Joint effort will bring riverbanks back to life

$177,000 grant to fund riparian buffer restoration on private land in Yamhill County, Ore.

By Brett Tallman

For the Capital Press

Published on February 2, 2017 10:07AM

Until last fall the banks of the North Yamhill River were overgrown with blackberries and reed-canary grass. This spring, the Yamhill Soil and Water Conservation District will plant nearly 60,000 native trees and shrubs.

Brett Tallman/For the Capital Press

Until last fall the banks of the North Yamhill River were overgrown with blackberries and reed-canary grass. This spring, the Yamhill Soil and Water Conservation District will plant nearly 60,000 native trees and shrubs.


CARLTON, Ore. — Until last fall, both banks of the North Yamhill River west of Carlton were a thicket of blackberries and reed canary grass. But thanks to an agreement between three area landowners and the Yamhill Soil and Water Conservation District, a 2.3-mile-long riparian buffer will be planted there this spring.

“It took some convincing,” Josh Togstad, a Riparian Specialist with YSWCD, said. “The landowners are losing some production. The buffer will be at least 50 feet from the top of the riverbank and up to 225 feet, depending on the meander of the river.”

The project is funded by a $177,000 grant from the Oregon Department of Agriculture. It’s part of a million-dollar set aside to help private landowners meet DEQ water-quality standards in what the ODA calls Strategic Implementation Areas.

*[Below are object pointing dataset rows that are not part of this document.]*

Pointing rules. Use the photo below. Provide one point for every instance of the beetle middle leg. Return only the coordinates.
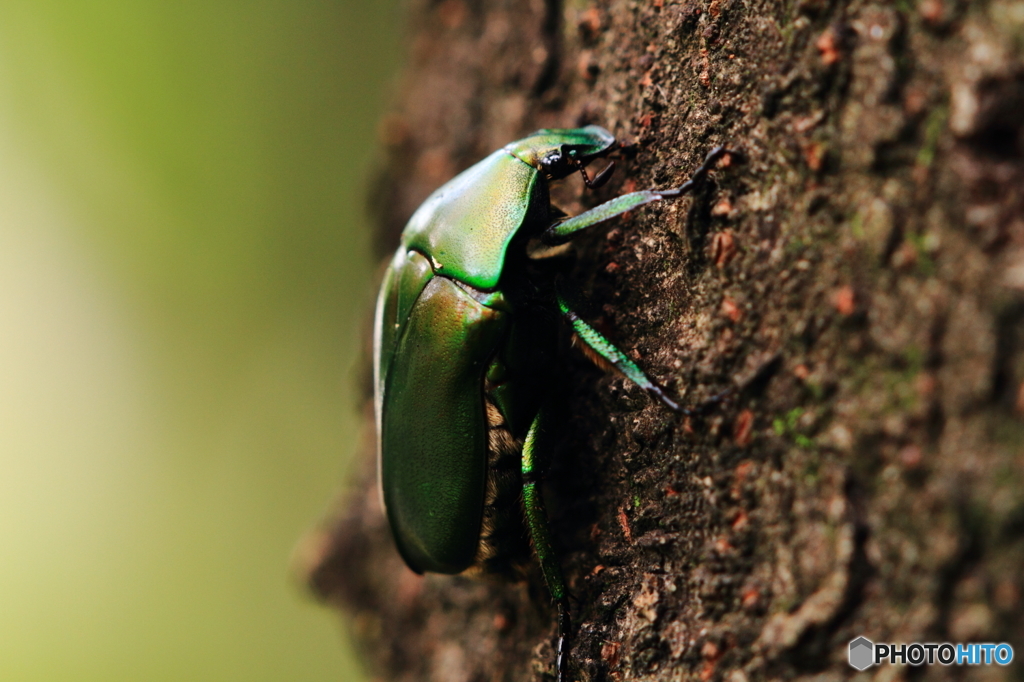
(564, 229)
(540, 533)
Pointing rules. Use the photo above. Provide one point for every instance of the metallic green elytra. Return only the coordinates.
(464, 334)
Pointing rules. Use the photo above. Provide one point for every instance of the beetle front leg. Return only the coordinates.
(540, 533)
(609, 353)
(564, 229)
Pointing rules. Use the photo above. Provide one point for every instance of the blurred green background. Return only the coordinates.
(184, 280)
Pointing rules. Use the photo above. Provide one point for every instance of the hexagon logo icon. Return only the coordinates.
(861, 653)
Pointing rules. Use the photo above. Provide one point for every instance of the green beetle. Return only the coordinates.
(462, 356)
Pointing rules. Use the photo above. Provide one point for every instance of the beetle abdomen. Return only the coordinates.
(433, 431)
(503, 542)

All told, 33 acres belonging to the Sitton family, of Carlton, Kathy Magar, of Gaston, and a third landowner will be planted with 60,000 native plants and shrubs such as Oregon ash, red osier dogwood and big-leaf maple.

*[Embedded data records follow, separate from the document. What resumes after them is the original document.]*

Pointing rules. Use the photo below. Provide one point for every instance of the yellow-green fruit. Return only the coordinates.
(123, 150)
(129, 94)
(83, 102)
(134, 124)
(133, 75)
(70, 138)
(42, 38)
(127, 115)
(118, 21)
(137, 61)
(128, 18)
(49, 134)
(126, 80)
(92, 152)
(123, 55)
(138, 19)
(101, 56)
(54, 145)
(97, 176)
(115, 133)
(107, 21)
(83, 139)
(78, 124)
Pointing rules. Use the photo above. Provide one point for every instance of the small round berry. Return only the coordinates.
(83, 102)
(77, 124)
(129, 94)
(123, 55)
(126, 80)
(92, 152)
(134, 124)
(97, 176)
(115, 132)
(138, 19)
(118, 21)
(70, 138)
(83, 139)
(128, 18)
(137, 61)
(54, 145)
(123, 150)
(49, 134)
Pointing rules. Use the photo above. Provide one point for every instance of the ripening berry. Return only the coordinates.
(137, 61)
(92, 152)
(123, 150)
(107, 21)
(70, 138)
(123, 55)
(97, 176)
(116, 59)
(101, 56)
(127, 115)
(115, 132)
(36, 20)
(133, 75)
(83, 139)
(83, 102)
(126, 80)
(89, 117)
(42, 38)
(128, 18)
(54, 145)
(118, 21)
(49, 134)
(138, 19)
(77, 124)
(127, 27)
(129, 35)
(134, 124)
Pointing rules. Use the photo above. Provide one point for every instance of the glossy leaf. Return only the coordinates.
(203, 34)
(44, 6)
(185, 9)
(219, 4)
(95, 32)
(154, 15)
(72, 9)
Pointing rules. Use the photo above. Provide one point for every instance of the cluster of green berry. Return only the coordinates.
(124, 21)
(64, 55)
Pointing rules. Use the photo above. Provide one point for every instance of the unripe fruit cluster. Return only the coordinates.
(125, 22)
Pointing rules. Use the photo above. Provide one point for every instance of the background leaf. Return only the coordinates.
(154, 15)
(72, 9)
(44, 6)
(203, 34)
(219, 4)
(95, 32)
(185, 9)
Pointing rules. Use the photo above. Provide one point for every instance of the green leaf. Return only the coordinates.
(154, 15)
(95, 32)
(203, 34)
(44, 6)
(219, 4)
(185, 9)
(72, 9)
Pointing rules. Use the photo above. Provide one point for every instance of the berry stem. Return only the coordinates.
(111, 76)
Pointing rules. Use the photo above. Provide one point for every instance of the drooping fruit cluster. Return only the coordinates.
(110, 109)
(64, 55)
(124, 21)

“We’ve done projects like this before,” Togstad said, “but the average is probably five acres. It’s the first project of this size in our area.”

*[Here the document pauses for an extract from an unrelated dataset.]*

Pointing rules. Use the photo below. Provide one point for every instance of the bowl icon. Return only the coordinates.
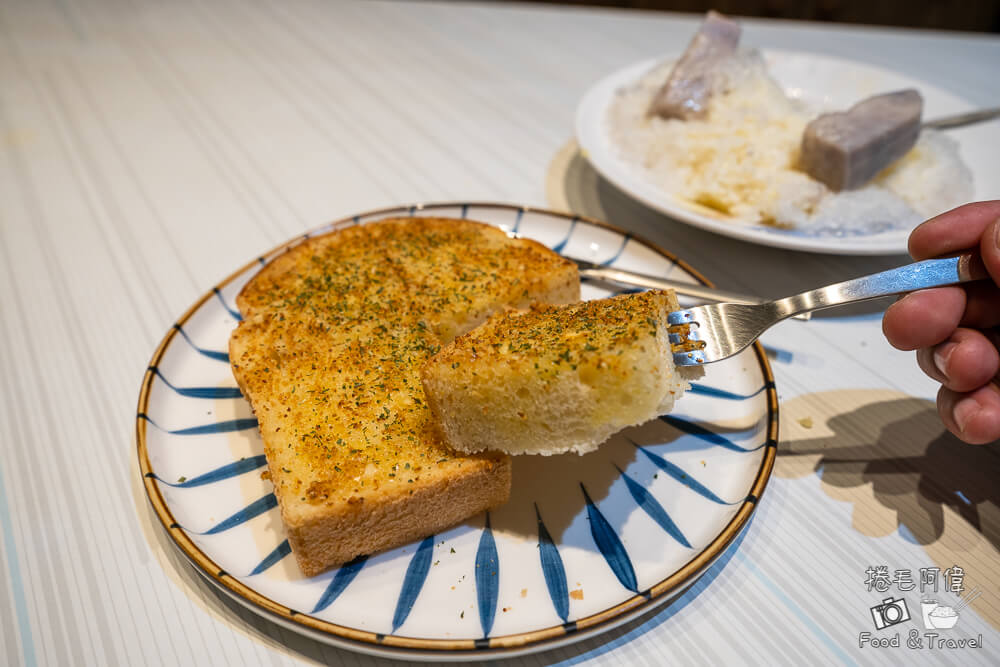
(943, 618)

Intact riparian buffers, Togstad said, are the last line of defense for clean water. They cool streams, stabilize banks, and filter runoff.

“A (100-foot buffer) filters something like 90 percent of phosphorus and 90 percent of nitrogen out of runoff,” Tog-stad said.

YSWCD will also plant perennial grasses on bare soil between shrubs and trees. Grasses not only prevent weeds from seeding in, but also filter sediment from surface runoff.

“After about five years, trees will be big enough that they won’t be killed by mice or smothered by weeds,” he said. “After 15 years, they’ll be tall enough to provide shade.”

Though shade is good for the river, it is often a source of concern for farmers.

“There was some worry it would throw shade on fields,” Togstad said, “so we’re tapering the buffer, with the tallest trees right along the stream.”

“The other concern was clogged tile lines,” he said. “Most of that land is tiled for drainage, so we’ll leave some open sections for tile lines, probably 10 to 15 feet wide.”

Once the buffer is planted this spring, YSWCD will maintain it for five years.

“After that,” Togstad said, “the established buffer won’t need much more than mowing and spot spraying.”

Though the maintenance agreement with YSWCD ends after five years, landowners also have a 10- to 15-year agreement with the FSA. Through their Conservation Reserve Enhancement Program, the FSA pays a one-time, $500-per-acre payment for enrolling, as well as an annual, per-acre payment for the duration of the contract.

“It’s pretty appealing,” landowner Lester Sitton said, “and it’s a good thing to be doing. I forget how many generations (of the Sitton family) have been farming here. Several, anyway. Thinking long term, we’d like to sustain several more. That’s what was done for us and that’s what we’d like to do here.”